Dalam sebuah pengajian, KH Abdullah Gymnastiar pernah berkisah bahwa kejujuran adalah sesuatu barang langka di dunia bisnis saat ini. Maka, ketika muncul seorang pebisnis dengan citra kejujuran di dalam dirinya, niscaya ia akan menjadi "wealth attractor". Para mitra akan senang berbisnis dengannya, supplier akan mendahulukan pesanannya, pelanggan pasti tidak tertipu dengan janji-janji yang diberikannya, karyawan pun tentu akan lebih loyal kepadanya.

Seorang kerabat saya beberapa bulan lalu kehilangan 3 buah ruko berikut isinya hangus terbakar api. Miliaran rupiah jerih payahnya selama bertahun-tahun hancur dalam sekejap. Secara hitungan bisnis, ia sudah tamat. Sulit untuk bangkit lagi. Tapi kenyataan berbicara lain. Dalam waktu tidak lama bisnisnya bangkit lagi dan bahkan melebihi besaran bisnis sebelum terbakar. Kenapa? Karena mitra suppliernya mendukungnya dengan sepenuh hati agar bisnisnya bangkit kembali. Mereka memberikan barang dagangan tanpa perlu pembayaran dan jaminan apa pun. Reputasinya yang baik dan kejujurannya telah menyelamatkannya dan membangkitkan bisnisnya kembali. Itulah contoh dari teladan Rasulullah yang telah dibuktikan keberhasilannya.

Selain jujur, Rasulullah juga seorang pebisnis yang smart. Kecerdasan beliau berbisnis juga sangat diakui. Beliau pernah menjual barang dagangan dan meraih keuntungan dua kali lipat dibanding pebisnis-pebisnis yang lain. Ketika Khadijah mendapatinya dengan keuntungan yang sangat besar yang belum pernah diraih siapapun sebelumnya maka Khadijah memberikan keuntungan yang lebih besar daripada yang telah mereka berdua sepakati sebelumnya.

Dari uraian di atas tergambar bahwa Rasulullah adalah seorang pelaku bisnis yang sangat sukses di jamannya. Ada dua prinsip utama yang patut diteladani oleh kita sebagai ummatnya dalam berbisnis. Pertama, uang ternyata bukanlah modal utama dalam berbisnis. Bisnis bisa dilakukan tanpa modal uang sama sekali. Personal branding beliau yang dikenal sebagai "Al Amin" atau dapat dipercaya adalah pengungkit utama kesuksesan bisnisnya.

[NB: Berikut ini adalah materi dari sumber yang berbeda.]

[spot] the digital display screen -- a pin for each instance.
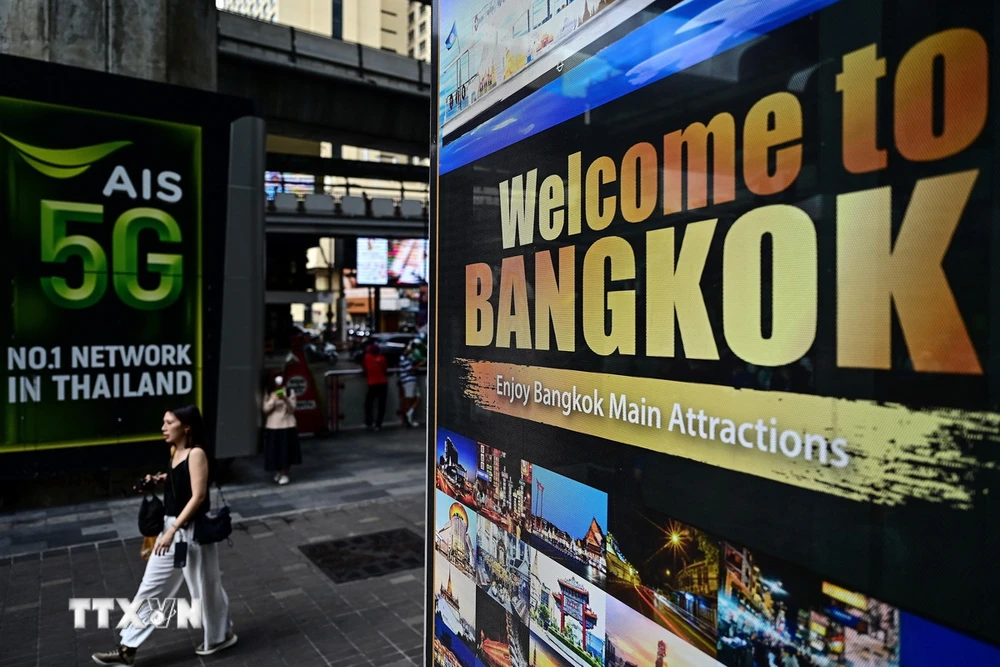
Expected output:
(278, 181)
(391, 262)
(714, 338)
(373, 261)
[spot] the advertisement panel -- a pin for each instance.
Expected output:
(105, 289)
(114, 211)
(713, 328)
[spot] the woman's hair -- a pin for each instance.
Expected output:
(190, 416)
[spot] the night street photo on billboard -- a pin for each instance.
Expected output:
(503, 568)
(568, 522)
(454, 611)
(455, 466)
(669, 572)
(502, 638)
(635, 640)
(455, 533)
(567, 612)
(503, 493)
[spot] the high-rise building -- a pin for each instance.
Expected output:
(400, 26)
(419, 35)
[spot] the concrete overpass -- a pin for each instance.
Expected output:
(314, 87)
(308, 86)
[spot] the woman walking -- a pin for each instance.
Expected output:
(281, 433)
(185, 498)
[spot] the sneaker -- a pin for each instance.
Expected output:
(120, 656)
(229, 641)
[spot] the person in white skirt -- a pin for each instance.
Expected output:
(186, 495)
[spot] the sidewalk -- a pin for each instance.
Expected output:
(286, 610)
(350, 468)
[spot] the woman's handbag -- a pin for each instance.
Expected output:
(151, 514)
(212, 527)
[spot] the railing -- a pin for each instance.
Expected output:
(345, 397)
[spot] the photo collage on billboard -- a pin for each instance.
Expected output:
(527, 571)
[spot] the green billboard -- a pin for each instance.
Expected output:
(101, 215)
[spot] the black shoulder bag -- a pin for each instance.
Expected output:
(212, 527)
(151, 514)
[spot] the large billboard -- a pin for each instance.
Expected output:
(115, 206)
(713, 330)
(105, 287)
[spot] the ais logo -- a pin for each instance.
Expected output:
(58, 247)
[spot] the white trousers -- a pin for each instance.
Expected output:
(204, 582)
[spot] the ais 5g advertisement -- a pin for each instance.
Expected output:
(120, 266)
(105, 286)
(715, 342)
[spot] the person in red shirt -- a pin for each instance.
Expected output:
(375, 366)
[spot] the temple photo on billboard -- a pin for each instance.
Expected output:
(503, 495)
(503, 565)
(454, 615)
(455, 466)
(455, 533)
(567, 612)
(502, 640)
(669, 572)
(634, 640)
(769, 610)
(567, 521)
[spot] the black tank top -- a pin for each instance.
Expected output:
(179, 481)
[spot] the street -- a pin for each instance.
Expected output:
(286, 610)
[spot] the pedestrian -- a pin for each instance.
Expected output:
(375, 366)
(281, 432)
(191, 472)
(408, 384)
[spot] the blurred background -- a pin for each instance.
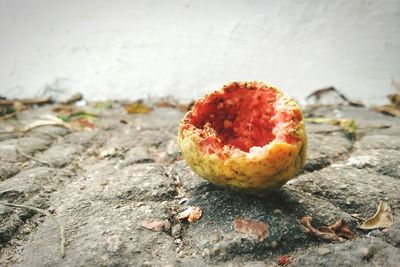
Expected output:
(182, 48)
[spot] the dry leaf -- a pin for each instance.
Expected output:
(338, 231)
(137, 107)
(108, 152)
(195, 215)
(389, 110)
(165, 103)
(44, 121)
(156, 225)
(191, 214)
(256, 229)
(283, 260)
(383, 218)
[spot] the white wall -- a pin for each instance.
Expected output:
(134, 49)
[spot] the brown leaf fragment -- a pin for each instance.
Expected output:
(137, 107)
(191, 214)
(155, 225)
(341, 228)
(257, 230)
(195, 215)
(383, 218)
(390, 109)
(336, 232)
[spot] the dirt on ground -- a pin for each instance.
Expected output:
(113, 191)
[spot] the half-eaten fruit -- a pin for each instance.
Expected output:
(247, 135)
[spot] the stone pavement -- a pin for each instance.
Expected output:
(101, 185)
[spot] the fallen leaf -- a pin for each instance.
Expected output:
(104, 105)
(195, 215)
(336, 232)
(86, 124)
(186, 107)
(165, 103)
(283, 260)
(389, 110)
(383, 218)
(256, 229)
(319, 94)
(124, 121)
(347, 125)
(191, 214)
(341, 228)
(137, 107)
(111, 151)
(156, 225)
(74, 98)
(44, 121)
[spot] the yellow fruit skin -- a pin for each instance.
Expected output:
(243, 171)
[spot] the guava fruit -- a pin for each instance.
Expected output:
(247, 135)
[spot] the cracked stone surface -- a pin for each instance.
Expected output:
(102, 184)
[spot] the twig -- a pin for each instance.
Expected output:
(37, 101)
(48, 214)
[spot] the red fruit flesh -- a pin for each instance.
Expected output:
(243, 117)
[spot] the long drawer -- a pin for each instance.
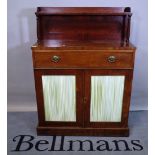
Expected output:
(83, 59)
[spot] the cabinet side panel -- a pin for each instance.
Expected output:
(106, 98)
(59, 98)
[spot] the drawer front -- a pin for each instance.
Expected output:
(83, 59)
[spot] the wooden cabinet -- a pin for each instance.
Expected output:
(83, 67)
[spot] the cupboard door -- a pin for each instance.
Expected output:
(108, 97)
(59, 97)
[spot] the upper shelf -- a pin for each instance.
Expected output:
(84, 24)
(83, 11)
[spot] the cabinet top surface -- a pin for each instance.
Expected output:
(83, 10)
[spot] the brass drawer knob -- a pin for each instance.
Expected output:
(111, 59)
(55, 58)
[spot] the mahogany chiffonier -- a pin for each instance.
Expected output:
(83, 68)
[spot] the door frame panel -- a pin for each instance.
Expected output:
(128, 73)
(40, 100)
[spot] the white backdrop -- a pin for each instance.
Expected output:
(22, 34)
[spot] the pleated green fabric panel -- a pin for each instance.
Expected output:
(59, 98)
(106, 98)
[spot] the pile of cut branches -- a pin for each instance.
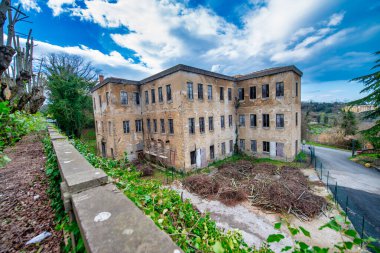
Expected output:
(277, 189)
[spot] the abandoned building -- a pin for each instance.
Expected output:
(187, 117)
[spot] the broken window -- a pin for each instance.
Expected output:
(280, 149)
(242, 144)
(162, 121)
(160, 97)
(241, 120)
(191, 126)
(265, 91)
(209, 92)
(171, 126)
(201, 125)
(155, 125)
(126, 126)
(107, 97)
(253, 145)
(200, 91)
(211, 123)
(223, 148)
(280, 89)
(137, 98)
(123, 98)
(168, 92)
(280, 120)
(253, 120)
(252, 92)
(190, 91)
(241, 93)
(212, 152)
(153, 95)
(265, 120)
(138, 125)
(266, 146)
(193, 157)
(146, 97)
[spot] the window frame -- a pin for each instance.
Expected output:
(121, 97)
(126, 127)
(169, 96)
(254, 117)
(280, 120)
(160, 95)
(252, 92)
(190, 91)
(200, 91)
(266, 119)
(202, 125)
(267, 94)
(280, 90)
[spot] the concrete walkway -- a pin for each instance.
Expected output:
(360, 184)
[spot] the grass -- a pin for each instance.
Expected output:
(326, 145)
(89, 138)
(365, 158)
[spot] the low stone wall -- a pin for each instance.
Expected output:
(108, 220)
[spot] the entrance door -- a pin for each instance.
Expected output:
(104, 151)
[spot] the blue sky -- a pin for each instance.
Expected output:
(330, 41)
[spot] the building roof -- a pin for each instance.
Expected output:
(181, 67)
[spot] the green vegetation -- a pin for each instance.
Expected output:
(15, 125)
(88, 136)
(197, 232)
(372, 90)
(54, 192)
(345, 148)
(191, 230)
(69, 80)
(348, 124)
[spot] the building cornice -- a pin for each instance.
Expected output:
(185, 68)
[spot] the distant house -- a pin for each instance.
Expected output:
(187, 117)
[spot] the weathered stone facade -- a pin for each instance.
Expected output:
(187, 117)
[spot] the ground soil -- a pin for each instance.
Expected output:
(21, 216)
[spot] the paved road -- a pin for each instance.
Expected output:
(360, 184)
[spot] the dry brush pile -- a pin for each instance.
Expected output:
(278, 189)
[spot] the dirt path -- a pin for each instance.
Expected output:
(25, 211)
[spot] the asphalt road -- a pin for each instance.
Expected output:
(360, 184)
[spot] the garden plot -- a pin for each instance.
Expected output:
(252, 198)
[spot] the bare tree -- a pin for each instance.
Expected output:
(19, 85)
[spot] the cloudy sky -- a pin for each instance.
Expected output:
(330, 41)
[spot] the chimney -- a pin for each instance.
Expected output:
(101, 78)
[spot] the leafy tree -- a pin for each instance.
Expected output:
(372, 89)
(69, 81)
(348, 124)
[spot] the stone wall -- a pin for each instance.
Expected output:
(108, 220)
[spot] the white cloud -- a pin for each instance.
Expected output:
(29, 5)
(57, 5)
(336, 19)
(112, 64)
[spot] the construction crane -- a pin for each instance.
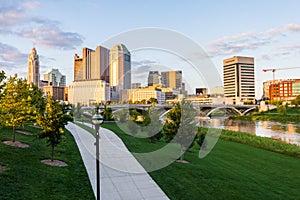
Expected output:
(274, 70)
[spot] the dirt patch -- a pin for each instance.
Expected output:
(183, 161)
(16, 144)
(57, 163)
(2, 168)
(34, 126)
(23, 132)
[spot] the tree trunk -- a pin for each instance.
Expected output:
(14, 133)
(181, 153)
(52, 154)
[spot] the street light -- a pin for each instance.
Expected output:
(97, 120)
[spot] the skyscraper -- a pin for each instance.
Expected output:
(119, 68)
(33, 75)
(154, 78)
(94, 64)
(239, 83)
(171, 79)
(55, 78)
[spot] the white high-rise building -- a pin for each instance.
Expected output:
(87, 92)
(55, 78)
(154, 78)
(119, 68)
(33, 75)
(239, 83)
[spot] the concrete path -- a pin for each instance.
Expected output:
(121, 176)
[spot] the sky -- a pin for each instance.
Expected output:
(267, 30)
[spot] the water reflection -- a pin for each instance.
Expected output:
(288, 132)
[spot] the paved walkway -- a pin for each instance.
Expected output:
(121, 176)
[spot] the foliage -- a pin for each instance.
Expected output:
(121, 115)
(281, 109)
(172, 124)
(220, 174)
(180, 125)
(201, 133)
(296, 101)
(52, 123)
(27, 178)
(261, 142)
(133, 128)
(2, 78)
(107, 113)
(77, 112)
(292, 115)
(152, 101)
(17, 104)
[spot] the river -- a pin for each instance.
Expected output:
(288, 132)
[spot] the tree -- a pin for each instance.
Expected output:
(132, 126)
(52, 123)
(16, 104)
(181, 126)
(172, 124)
(152, 101)
(296, 101)
(107, 113)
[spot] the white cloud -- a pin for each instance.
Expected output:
(235, 44)
(292, 27)
(52, 36)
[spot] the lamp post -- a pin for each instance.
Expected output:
(97, 120)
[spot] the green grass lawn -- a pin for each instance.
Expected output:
(292, 115)
(25, 177)
(230, 171)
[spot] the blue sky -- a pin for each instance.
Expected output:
(267, 30)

Kedua, kecerdasan berbisnis atau kompetensi sangat diperlukan dalam mengembangkan bisnis. Modal uang tanpa kecerdasan bisnis tidak ada artinya. Seluk beluk aktivitas bisnis harus dikuasai dengan baik.Rasulullah mengetahui seluk beluk berbisnis sejak dini ketika magang bersama pamannya. Beliau mengetahui di mana pasar yang membutuhkan produknya dan di mana sumber-sumber produk tersebut untuk dijual.

Beliau mengetahui bahwa untuk menjalankan bisnis yang sukses dan berkelanjutan harus ditempuh dengan cara-cara yang baik pula. Teladan ini semakin selaras dengan temuan-temuan mutakhir teori ekonomi dan bisnis modern. Teori-teori itu semakin mendekatkan kepada ajaran-ajaran mulia dari Rasulullah SAW.